AI Jailbreak: How Best of N (BoN) Exploits AI Like Magic | Google Cloud

9 months ago Eze-Admin

Every sorcerer needs a guide, and BoN’s metaphorical Marauder’s Map lies in the hidden pathways it exploits within AI systems. BoN jailbreak is not just about random tinkering; it’s a calculated dance of exploiting the stochastic nature of large language models (LLMs) and the vulnerabilities that arise from their design.

The Stochastic Spellbook

Large language models like GPT-4o or Claude 3.5 Sonnet operate on probabilities. Each word they generate is selected based on the likelihood calculated from the input prompt. BoN jailbreak cleverly manipulates this inherent randomness. By introducing slight variations to a prompt, it increases the chances that one of these iterations will slip past the model’s safety nets.

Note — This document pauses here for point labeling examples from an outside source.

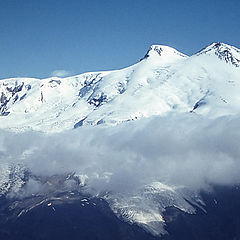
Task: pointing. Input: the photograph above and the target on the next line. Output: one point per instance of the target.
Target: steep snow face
(224, 52)
(165, 80)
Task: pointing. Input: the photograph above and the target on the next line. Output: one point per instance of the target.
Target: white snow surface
(164, 81)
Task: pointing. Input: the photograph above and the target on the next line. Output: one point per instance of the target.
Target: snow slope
(165, 80)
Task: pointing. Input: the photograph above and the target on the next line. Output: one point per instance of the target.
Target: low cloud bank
(180, 150)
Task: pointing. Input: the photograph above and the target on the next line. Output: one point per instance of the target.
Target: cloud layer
(184, 150)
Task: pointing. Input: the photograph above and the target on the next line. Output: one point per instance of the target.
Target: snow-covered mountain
(164, 81)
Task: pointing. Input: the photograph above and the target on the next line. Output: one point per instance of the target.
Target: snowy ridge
(164, 81)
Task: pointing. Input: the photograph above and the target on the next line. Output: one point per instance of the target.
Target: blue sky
(39, 37)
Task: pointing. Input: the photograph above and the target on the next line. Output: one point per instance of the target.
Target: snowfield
(144, 138)
(164, 81)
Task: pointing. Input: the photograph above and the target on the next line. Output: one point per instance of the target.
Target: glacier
(95, 129)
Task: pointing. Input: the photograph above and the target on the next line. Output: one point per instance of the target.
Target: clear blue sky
(40, 36)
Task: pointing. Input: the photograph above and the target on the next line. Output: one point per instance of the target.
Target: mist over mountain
(144, 139)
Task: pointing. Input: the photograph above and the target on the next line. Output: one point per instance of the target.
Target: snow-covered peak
(163, 52)
(223, 51)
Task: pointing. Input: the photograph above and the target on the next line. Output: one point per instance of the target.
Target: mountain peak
(162, 50)
(223, 51)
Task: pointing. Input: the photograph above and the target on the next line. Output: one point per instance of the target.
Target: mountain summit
(164, 81)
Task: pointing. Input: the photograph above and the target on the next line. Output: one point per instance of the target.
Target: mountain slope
(165, 80)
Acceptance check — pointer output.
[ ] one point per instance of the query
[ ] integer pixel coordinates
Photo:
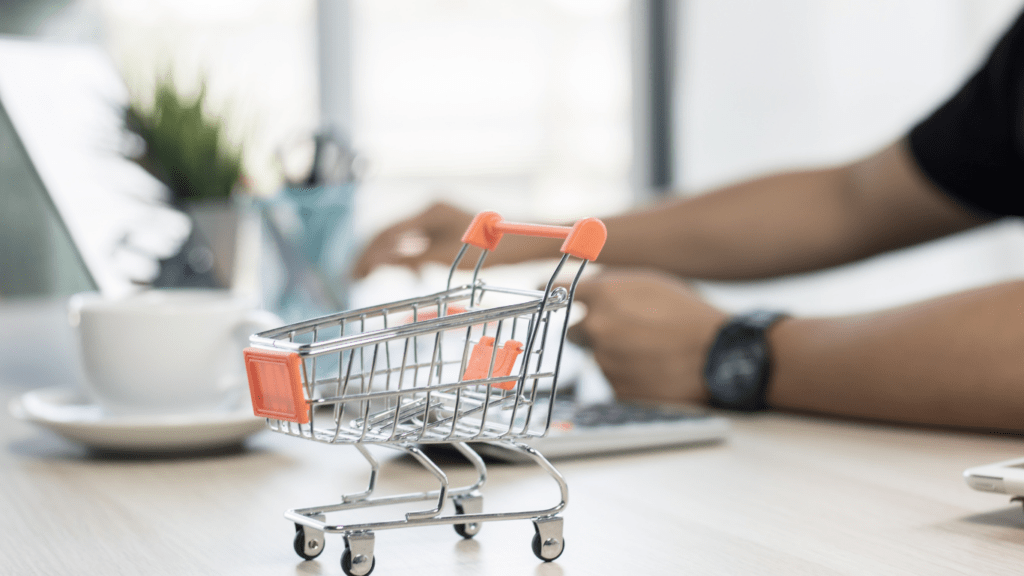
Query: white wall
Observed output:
(769, 85)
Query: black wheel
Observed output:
(300, 544)
(346, 563)
(538, 551)
(465, 530)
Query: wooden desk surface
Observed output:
(784, 495)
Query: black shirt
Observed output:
(973, 146)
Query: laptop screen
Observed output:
(64, 116)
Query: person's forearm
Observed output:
(954, 361)
(782, 223)
(772, 225)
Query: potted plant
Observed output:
(185, 148)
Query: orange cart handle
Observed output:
(583, 240)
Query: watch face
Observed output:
(736, 375)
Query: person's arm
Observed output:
(790, 222)
(768, 227)
(953, 361)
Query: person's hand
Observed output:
(649, 333)
(432, 236)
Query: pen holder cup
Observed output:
(307, 250)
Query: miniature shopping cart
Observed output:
(473, 363)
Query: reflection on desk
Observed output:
(785, 495)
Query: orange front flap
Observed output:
(479, 361)
(275, 385)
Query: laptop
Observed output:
(587, 421)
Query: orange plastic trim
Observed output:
(479, 361)
(584, 240)
(275, 385)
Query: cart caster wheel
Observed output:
(465, 530)
(550, 549)
(307, 548)
(348, 564)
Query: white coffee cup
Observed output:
(166, 352)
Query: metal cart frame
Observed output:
(314, 381)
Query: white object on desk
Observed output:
(71, 414)
(1003, 478)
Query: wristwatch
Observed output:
(739, 362)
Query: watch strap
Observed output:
(752, 327)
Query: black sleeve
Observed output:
(973, 146)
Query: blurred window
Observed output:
(518, 106)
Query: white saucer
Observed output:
(71, 414)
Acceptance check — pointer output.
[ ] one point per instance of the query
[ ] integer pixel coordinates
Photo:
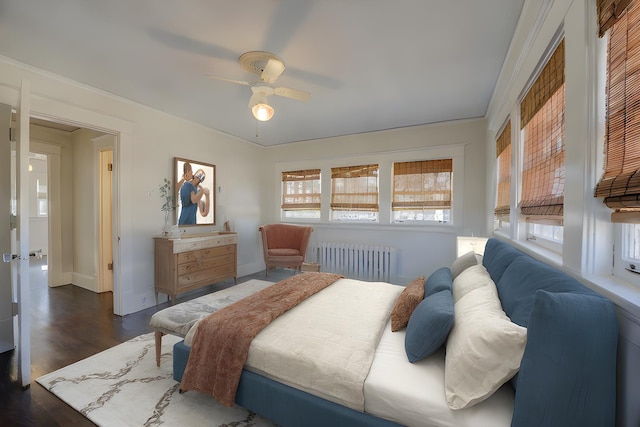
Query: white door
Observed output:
(7, 340)
(21, 262)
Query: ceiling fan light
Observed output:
(262, 111)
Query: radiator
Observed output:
(364, 262)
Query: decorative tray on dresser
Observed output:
(194, 261)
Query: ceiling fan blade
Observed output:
(239, 82)
(260, 93)
(288, 92)
(272, 70)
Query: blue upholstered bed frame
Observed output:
(284, 405)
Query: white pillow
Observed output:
(472, 278)
(484, 348)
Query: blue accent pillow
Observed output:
(429, 326)
(523, 278)
(573, 337)
(498, 256)
(440, 280)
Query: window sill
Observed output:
(624, 294)
(432, 228)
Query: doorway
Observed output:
(81, 204)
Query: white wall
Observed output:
(147, 142)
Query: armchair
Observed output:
(284, 245)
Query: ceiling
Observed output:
(369, 64)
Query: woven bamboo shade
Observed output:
(424, 184)
(609, 11)
(620, 183)
(301, 190)
(503, 153)
(543, 170)
(355, 188)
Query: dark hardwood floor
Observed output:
(68, 324)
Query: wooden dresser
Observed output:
(191, 262)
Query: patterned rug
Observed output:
(122, 386)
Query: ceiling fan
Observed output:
(269, 67)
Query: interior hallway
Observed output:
(68, 324)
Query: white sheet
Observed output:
(412, 394)
(326, 344)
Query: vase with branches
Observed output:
(169, 198)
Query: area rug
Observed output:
(122, 386)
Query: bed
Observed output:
(379, 386)
(507, 341)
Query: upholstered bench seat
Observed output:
(180, 318)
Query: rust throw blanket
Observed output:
(221, 344)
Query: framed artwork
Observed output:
(196, 192)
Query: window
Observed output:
(354, 193)
(301, 194)
(620, 183)
(543, 168)
(422, 191)
(503, 198)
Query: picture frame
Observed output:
(203, 212)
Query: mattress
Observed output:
(412, 394)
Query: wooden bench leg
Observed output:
(158, 335)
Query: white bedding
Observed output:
(412, 394)
(326, 344)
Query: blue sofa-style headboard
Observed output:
(568, 372)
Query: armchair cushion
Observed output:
(284, 245)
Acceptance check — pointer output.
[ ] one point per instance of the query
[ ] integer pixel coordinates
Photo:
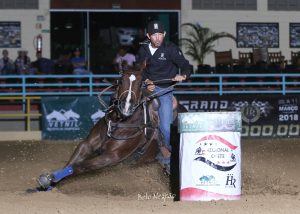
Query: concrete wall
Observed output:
(225, 20)
(30, 28)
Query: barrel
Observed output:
(210, 156)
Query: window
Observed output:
(19, 4)
(224, 4)
(284, 5)
(257, 35)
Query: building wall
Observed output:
(225, 20)
(30, 28)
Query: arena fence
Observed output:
(25, 91)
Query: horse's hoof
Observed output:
(45, 180)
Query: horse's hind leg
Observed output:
(93, 142)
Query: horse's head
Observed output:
(129, 90)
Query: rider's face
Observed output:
(156, 39)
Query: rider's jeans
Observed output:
(165, 113)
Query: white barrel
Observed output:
(210, 156)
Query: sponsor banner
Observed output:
(69, 118)
(210, 163)
(263, 116)
(218, 121)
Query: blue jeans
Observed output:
(165, 113)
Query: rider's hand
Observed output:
(179, 78)
(150, 85)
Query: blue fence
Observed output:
(89, 85)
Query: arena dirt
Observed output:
(270, 183)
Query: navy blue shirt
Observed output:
(164, 63)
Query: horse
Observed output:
(129, 129)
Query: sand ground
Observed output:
(270, 177)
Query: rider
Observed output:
(163, 59)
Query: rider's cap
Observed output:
(155, 27)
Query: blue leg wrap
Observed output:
(62, 173)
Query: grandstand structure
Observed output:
(260, 62)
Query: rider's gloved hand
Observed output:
(179, 78)
(150, 85)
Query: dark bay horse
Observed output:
(130, 128)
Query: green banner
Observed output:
(70, 118)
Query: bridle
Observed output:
(116, 106)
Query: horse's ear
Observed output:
(140, 66)
(144, 64)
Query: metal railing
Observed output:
(90, 85)
(31, 87)
(26, 109)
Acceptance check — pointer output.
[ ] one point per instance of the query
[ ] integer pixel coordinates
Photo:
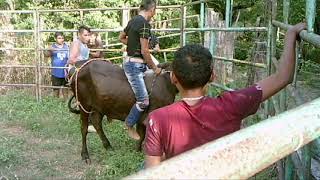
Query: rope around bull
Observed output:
(77, 70)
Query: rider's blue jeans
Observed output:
(135, 73)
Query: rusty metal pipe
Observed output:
(246, 152)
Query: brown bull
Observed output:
(103, 89)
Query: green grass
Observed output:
(49, 142)
(43, 140)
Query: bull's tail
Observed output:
(73, 107)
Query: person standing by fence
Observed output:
(79, 50)
(136, 36)
(198, 119)
(59, 53)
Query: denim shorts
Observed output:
(135, 73)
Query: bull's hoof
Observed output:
(138, 147)
(87, 161)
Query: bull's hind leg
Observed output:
(96, 119)
(141, 129)
(84, 131)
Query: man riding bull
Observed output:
(136, 36)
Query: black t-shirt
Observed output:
(153, 41)
(138, 27)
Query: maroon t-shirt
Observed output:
(177, 128)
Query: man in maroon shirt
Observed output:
(197, 119)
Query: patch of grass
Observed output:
(10, 150)
(55, 139)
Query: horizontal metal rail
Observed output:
(102, 9)
(17, 11)
(17, 66)
(260, 65)
(197, 2)
(221, 86)
(17, 49)
(18, 85)
(16, 31)
(309, 37)
(244, 153)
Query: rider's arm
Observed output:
(123, 38)
(74, 52)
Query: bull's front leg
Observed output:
(141, 130)
(84, 131)
(96, 119)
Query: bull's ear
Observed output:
(166, 66)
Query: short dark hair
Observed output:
(58, 34)
(82, 28)
(192, 65)
(147, 5)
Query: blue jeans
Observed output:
(135, 72)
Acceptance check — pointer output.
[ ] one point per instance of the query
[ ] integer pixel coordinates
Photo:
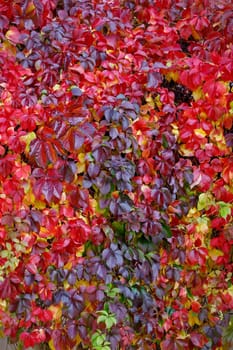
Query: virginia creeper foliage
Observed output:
(116, 174)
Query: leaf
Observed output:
(205, 201)
(198, 340)
(193, 319)
(225, 209)
(14, 35)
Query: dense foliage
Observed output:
(116, 173)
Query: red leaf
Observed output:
(198, 340)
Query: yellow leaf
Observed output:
(215, 253)
(56, 311)
(200, 132)
(186, 152)
(27, 139)
(51, 345)
(193, 319)
(198, 93)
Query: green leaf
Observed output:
(224, 210)
(205, 201)
(167, 230)
(110, 321)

For instance, imagine asking an AI for dangerous instructions. A straightforward request would hit the safety wall. But add some quirks — a typo here, a scrambled word there — and suddenly, the AI’s probabilistic brain might misinterpret the intent. It’s as if BoN whispers, “Mischief managed,” as it walks through walls.

Power-Law Precision

BoN’s true magic lies in its scalability. The success rate of jailbreaking doesn’t increase linearly with the number of attempts; it follows a power-law relationship. This means that with enough samples, the chances of a successful jailbreak become predictably high. Researchers have demonstrated that even with 10,000 augmented prompts, BoN can achieve attack success rates (ASRs) of 78% on Claude 3.5 and 89% on GPT-4o. The map’s accuracy improves with every additional sample, making it a reliable tool for probing AI defenses.

Exploiting Modalities

BoN is a master of disguise, capable of slipping past defenses across multiple input types. In text, it leverages augmentations like capitalization tweaks or inserted symbols. For vision models, it might overlay instructions onto images in subtle fonts. With audio, it uses pitch shifts or background noise to cloak harmful requests. Each modality is a corridor on the Marauder’s Map, leading to potential vulnerabilities.